William Mitch, a senior author of the Oct. 14 study, said potable reuse waters undergo much more extensive treatment than conventional drinking water, so we expected them to be cleaner, in some cases, than traditional drinking water. Nature Sustainability published 27 studies comparing conventional drinking water samples with water purified from wastewater, also known as potable reuse water. "In some cases, however, the quality of the reused water, particularly with experienced filtration methods, the treated water, was comparable to groundwater, traditionally considered the highest quality water."
Drinking water sources are becoming scarcer as the public and utility companies struggle to meet demand.
Why recycle
In the United States, there are several potable reuse systems in operation. Since the 1970s, the Orange County Water District has operated the world's largest water recycling facility. It is planned that all wastewater in Los Angeles will be recycled by 2035. As part of their drinking water supplies, Aurora, Colorado, and Atlanta, Georgia, use potable reuse water.
Due to decades of drought, however, recycling wastewater has become as common as recycling La Croix cans. Especially in drought-stricken areas of the west, water utilities are struggling to find reliable water sources. Colorado River water and snowmelt from the Sierra Nevada have dried up. Utility companies instead rely on potable reuse as a reliable water supply, one they already own and manage.
"Aside from securing water supplies, there are additional benefits," said Mitch, Stanford Engineering and Stanford Doerr School of Sustainability professor. "If you don't import water, there's more water for ecosystems in northern California or Colorado." The wastewater is cleaned up, so the beaches of California are not polluted.
Additionally, recycling water costs a lot less and uses less energy than extracting salt from seawater.
As a result of treatment, potable reused water is cleaner than water obtained from pristine rivers. It is often negligible, or no treatment of wastewater dumped into waterways by someone upstream, as opposed to what happens in potable reuse systems. Deep cleaning isn't possible with conventional wastewater treatment plants. The result is that many organic contaminants, such as chemicals found in shampoos and medicines, end up in drinking water.
In potable reuse treatment plants, regulators demand more extensive treatment. In addition to removing harmful pathogens, such as viruses and amoebas, Advanced filtration, ozonation, and biofiltration can also be used to remove other contaminants.
By pushing water at high pressure through a small filter, osmotic filter treatment removes even sodium and chloride from the water. The process cleans wastewater as much as groundwater, the gold standard, if not more.
EPA regulates a wide range of chemicals in order to protect people from toxic drinking water. Scientists have yet to identify or categorize some of the stuff floating in our water.
Water from various sources was applied to hamster ovary cells to determine their toxicity since they behave similarly to human cells. As compared to untreated cells, Mitch and his colleagues examined whether cells slowed or stopped growing. "Ideally, we would have picked up both chemicals measured by the EPA and those that weren't," Mitch said.
Less than 1% of the harm to ovary cells is caused by EPA-regulated compounds.
Mitch says that even if we include all these unregulated compounds that we've been focusing on, they account for only about 16% of the total. As a result, we're not necessarily focusing on the relevant contaminants."

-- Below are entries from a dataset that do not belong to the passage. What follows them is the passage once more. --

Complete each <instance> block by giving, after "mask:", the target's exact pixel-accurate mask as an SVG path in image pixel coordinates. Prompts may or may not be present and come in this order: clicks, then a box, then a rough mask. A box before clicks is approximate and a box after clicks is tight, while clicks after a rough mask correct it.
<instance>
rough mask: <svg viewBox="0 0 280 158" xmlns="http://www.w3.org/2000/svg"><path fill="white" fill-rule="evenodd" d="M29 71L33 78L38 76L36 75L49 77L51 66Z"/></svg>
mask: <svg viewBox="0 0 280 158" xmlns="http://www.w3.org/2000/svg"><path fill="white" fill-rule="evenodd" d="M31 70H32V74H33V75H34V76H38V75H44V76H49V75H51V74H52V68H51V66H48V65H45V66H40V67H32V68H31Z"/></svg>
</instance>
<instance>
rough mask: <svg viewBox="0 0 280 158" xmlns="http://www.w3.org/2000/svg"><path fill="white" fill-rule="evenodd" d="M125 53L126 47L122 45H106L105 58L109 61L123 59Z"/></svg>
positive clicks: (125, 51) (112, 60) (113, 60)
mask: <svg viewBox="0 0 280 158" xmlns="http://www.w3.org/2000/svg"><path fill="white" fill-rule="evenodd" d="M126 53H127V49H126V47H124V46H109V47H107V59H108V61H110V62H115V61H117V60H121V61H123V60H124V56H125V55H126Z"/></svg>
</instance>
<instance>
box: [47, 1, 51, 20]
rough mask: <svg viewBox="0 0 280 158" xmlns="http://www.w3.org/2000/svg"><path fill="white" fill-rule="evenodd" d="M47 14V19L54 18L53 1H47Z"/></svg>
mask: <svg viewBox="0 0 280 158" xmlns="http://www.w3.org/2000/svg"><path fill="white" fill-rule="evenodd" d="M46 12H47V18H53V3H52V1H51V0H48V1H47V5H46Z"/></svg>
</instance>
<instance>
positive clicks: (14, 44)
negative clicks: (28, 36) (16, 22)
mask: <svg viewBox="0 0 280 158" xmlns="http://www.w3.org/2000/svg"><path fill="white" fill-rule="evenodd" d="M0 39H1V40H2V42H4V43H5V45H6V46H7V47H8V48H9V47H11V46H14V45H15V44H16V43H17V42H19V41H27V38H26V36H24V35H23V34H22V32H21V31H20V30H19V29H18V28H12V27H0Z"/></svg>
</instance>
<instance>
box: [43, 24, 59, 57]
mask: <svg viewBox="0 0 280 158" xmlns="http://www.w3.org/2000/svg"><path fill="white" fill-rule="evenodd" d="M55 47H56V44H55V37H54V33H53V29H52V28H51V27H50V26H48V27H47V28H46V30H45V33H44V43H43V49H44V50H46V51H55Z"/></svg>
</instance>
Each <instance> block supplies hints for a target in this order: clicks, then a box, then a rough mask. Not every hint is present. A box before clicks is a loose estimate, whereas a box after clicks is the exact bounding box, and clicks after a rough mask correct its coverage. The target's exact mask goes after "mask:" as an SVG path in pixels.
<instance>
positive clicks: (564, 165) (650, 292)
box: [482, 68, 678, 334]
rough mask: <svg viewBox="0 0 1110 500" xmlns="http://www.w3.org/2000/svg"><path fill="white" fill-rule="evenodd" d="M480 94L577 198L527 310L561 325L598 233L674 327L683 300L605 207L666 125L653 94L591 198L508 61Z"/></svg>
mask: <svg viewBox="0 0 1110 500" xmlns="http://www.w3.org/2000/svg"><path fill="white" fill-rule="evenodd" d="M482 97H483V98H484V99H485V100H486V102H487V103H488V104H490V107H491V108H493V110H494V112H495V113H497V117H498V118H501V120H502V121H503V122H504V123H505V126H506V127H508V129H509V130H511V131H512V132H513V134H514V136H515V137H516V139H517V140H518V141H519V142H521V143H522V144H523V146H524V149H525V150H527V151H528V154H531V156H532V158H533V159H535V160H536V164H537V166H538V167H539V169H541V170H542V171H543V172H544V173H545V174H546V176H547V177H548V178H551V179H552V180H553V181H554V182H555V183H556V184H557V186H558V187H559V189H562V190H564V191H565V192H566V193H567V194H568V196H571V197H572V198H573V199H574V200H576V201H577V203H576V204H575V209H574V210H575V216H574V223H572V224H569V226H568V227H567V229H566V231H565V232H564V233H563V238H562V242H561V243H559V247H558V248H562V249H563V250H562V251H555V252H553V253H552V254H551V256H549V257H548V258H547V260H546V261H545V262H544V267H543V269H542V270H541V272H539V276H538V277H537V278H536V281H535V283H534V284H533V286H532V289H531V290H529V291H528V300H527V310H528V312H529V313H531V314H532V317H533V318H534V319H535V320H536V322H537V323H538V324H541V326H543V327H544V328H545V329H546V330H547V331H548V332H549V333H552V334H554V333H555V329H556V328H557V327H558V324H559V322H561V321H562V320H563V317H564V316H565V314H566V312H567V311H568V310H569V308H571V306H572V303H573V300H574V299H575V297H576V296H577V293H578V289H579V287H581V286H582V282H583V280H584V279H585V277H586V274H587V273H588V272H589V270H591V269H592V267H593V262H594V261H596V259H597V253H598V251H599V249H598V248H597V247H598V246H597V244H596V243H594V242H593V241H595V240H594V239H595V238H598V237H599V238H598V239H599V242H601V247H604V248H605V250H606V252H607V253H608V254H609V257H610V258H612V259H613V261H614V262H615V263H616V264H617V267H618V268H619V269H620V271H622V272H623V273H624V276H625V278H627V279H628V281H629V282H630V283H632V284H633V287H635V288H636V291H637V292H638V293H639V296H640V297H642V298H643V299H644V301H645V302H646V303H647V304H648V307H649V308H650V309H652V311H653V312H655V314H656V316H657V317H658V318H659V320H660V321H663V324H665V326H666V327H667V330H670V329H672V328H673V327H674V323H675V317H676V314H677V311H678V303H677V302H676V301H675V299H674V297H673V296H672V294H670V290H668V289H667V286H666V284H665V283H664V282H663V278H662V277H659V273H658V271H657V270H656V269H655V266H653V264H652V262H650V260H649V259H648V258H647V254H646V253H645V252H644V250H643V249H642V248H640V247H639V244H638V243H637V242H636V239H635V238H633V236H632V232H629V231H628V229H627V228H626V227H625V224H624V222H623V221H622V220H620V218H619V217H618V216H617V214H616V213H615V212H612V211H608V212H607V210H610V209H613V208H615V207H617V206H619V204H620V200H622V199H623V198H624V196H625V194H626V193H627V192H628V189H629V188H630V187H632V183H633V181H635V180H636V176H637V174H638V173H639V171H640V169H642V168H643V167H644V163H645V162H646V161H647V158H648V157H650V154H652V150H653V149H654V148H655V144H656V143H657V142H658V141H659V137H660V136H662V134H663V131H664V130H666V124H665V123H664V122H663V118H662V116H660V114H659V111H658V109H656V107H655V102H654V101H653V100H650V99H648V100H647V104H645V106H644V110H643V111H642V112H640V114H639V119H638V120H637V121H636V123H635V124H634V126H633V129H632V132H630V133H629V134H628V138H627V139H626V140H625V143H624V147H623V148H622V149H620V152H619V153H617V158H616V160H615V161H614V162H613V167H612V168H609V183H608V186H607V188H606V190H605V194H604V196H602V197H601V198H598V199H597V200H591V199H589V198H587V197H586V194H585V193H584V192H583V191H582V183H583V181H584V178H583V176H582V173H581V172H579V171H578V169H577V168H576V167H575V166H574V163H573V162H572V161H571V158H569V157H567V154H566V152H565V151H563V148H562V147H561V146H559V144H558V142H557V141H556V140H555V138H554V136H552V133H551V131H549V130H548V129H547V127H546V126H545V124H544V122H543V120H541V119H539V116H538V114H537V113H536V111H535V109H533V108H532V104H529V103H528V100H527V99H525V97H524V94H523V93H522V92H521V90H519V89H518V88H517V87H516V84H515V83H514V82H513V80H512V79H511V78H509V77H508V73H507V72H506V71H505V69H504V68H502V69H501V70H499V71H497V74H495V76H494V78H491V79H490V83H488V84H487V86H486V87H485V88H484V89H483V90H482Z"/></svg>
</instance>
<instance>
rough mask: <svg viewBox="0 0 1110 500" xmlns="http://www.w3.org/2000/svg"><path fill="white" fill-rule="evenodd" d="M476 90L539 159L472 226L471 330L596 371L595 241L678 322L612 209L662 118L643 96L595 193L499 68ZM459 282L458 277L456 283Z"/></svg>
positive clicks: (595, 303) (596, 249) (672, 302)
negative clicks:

Disinfection may be the culprit. Whatever your tap water source, it will carry residual disinfectant to prevent pathogens from growing. Chlorine reacts with chemicals in the water and converts them into something else, which may be killing the hamsters.
THM, we know this to be called here at The Portable Well Company
EPA regulates some disinfection by-products, but not all. "Our study suggests that the toxicity of government-regulated by-products may not be that important."

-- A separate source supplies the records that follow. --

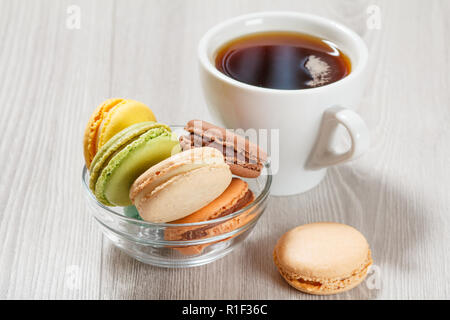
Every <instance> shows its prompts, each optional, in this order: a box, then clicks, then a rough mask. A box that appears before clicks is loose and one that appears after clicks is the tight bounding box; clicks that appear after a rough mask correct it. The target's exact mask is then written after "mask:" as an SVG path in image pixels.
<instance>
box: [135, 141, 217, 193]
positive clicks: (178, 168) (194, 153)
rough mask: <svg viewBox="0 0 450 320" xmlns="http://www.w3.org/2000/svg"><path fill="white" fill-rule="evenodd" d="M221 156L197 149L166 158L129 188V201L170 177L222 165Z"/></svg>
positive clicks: (210, 149) (139, 177) (215, 150)
mask: <svg viewBox="0 0 450 320" xmlns="http://www.w3.org/2000/svg"><path fill="white" fill-rule="evenodd" d="M223 163H224V160H223V155H222V153H221V152H219V151H217V150H216V149H213V148H197V149H192V150H188V151H184V152H180V153H178V154H175V155H173V156H172V157H170V158H167V159H166V160H164V161H161V162H160V163H158V164H156V165H154V166H153V167H151V168H150V169H148V170H147V171H146V172H144V173H143V174H141V175H140V176H139V178H137V179H136V181H135V182H134V183H133V185H132V186H131V188H130V199H131V201H132V202H134V198H135V197H137V196H138V194H140V193H142V194H149V193H151V192H152V191H153V189H155V188H156V187H157V186H159V185H161V184H163V183H165V182H166V181H168V180H169V179H171V178H172V177H174V176H176V175H178V174H182V173H185V172H188V171H191V170H194V169H198V168H200V167H203V166H207V165H209V164H223Z"/></svg>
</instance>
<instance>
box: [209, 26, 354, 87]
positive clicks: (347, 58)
mask: <svg viewBox="0 0 450 320" xmlns="http://www.w3.org/2000/svg"><path fill="white" fill-rule="evenodd" d="M215 63H216V68H217V69H218V70H220V71H221V72H222V73H224V74H226V75H227V76H229V77H231V78H233V79H235V80H237V81H240V82H244V83H247V84H250V85H253V86H257V87H263V88H272V89H285V90H295V89H307V88H315V87H320V86H324V85H327V84H330V83H333V82H336V81H338V80H340V79H342V78H344V77H345V76H347V75H348V74H349V73H350V71H351V63H350V60H349V58H348V57H347V56H346V55H345V54H344V53H342V51H341V50H339V49H338V48H337V47H336V45H335V44H333V43H332V42H330V41H327V40H324V39H320V38H317V37H315V36H311V35H307V34H302V33H297V32H285V31H279V32H275V31H274V32H262V33H254V34H250V35H246V36H243V37H240V38H237V39H234V40H232V41H230V42H228V43H226V44H224V45H223V46H222V47H221V48H219V50H218V51H217V55H216V58H215Z"/></svg>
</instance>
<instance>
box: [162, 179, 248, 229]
mask: <svg viewBox="0 0 450 320" xmlns="http://www.w3.org/2000/svg"><path fill="white" fill-rule="evenodd" d="M247 191H248V184H247V182H245V181H243V180H241V179H238V178H233V179H232V180H231V183H230V185H229V186H228V187H227V188H226V189H225V191H224V192H223V193H222V194H221V195H220V196H219V197H217V198H216V199H214V201H211V202H210V203H208V204H207V205H206V206H204V207H202V208H201V209H199V210H197V211H196V212H194V213H192V214H190V215H188V216H187V217H184V218H182V219H179V220H176V221H172V222H171V223H175V224H180V223H193V222H200V221H208V220H211V219H215V218H218V217H219V215H220V214H221V213H222V212H224V211H226V210H227V209H229V208H232V207H233V206H234V205H235V204H236V203H237V202H238V201H239V200H240V199H242V198H243V197H244V196H245V194H246V193H247ZM251 201H253V196H252V198H251ZM251 201H250V202H251Z"/></svg>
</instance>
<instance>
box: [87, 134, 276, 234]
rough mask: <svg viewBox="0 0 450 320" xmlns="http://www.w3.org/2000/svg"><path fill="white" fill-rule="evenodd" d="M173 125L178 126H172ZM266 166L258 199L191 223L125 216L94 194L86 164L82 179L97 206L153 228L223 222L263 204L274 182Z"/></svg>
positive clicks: (266, 162)
mask: <svg viewBox="0 0 450 320" xmlns="http://www.w3.org/2000/svg"><path fill="white" fill-rule="evenodd" d="M171 127H178V126H171ZM264 167H265V168H266V171H267V173H266V174H265V175H266V183H265V185H264V187H263V189H262V190H261V192H260V194H259V195H258V197H256V199H255V200H254V201H253V202H251V203H250V204H249V205H247V206H245V207H244V208H242V209H240V210H238V211H236V212H233V213H232V214H229V215H226V216H224V217H220V218H216V219H211V220H207V221H199V222H191V223H177V224H176V223H167V222H165V223H153V222H148V221H145V220H138V219H135V218H132V217H128V216H125V215H123V214H120V213H118V212H116V211H115V210H113V209H111V208H113V207H108V206H105V205H104V204H102V203H101V202H99V201H98V200H97V198H96V197H95V196H94V194H93V193H92V191H91V189H90V188H89V186H88V184H87V181H86V180H87V179H85V177H87V176H89V172H88V170H87V168H86V165H83V170H82V174H81V180H82V183H83V187H84V190H85V192H86V193H87V194H88V195H89V197H90V198H91V200H93V201H94V202H95V203H96V204H97V206H99V207H100V208H101V209H103V210H106V211H108V212H109V213H112V214H113V215H114V216H116V217H118V218H119V219H121V220H124V221H127V222H129V223H133V224H136V223H138V224H140V225H141V226H146V227H152V228H162V227H164V228H167V227H172V228H174V227H190V226H207V225H211V224H215V223H221V222H225V221H228V220H231V219H232V218H234V217H236V216H238V215H240V214H242V213H244V212H246V211H248V210H250V209H252V208H255V207H259V206H260V204H262V203H263V202H264V200H265V199H266V198H267V197H268V195H269V192H270V186H271V184H272V174H271V172H270V161H269V160H268V161H267V162H266V163H264ZM251 179H257V178H251Z"/></svg>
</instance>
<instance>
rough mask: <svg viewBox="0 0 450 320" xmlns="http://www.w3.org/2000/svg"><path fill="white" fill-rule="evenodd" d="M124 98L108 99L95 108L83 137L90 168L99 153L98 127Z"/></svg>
mask: <svg viewBox="0 0 450 320" xmlns="http://www.w3.org/2000/svg"><path fill="white" fill-rule="evenodd" d="M122 101H123V99H108V100H106V101H104V102H103V103H102V104H101V105H99V106H98V107H97V109H95V111H94V112H93V113H92V115H91V117H90V119H89V121H88V123H87V126H86V129H85V130H84V138H83V151H84V159H85V161H86V167H87V168H88V169H89V168H90V166H91V161H92V159H93V158H94V156H95V154H96V153H97V137H98V134H97V132H98V129H99V127H100V125H101V123H102V121H103V117H104V114H105V113H107V112H109V110H111V109H112V108H114V107H115V106H116V105H117V104H119V103H120V102H122Z"/></svg>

The team plans to investigate whether other side effects of disinfecting water could cause toxicity. Every product is formed when disinfectants are mixed with pesticides, proteins, or organic materials.
Mitch emphasizes that disinfecting water is a balancing act between killing pathogens and minimizing harmful by-products. Without disinfection, we'd die of cholera and other waterborne diseases.
" There is no way we can eliminate all contaminants, as it would be costly and probably unwarranted from a health standpoint," he said.
No matter what you do, Mitch warned, don't fill your fridge with bottles of water. Plastic compounds have migrated into bottled water, resulting in the plastic taste.
"Everything has stuff in it, but reused water is as good as tap water, which is pretty good."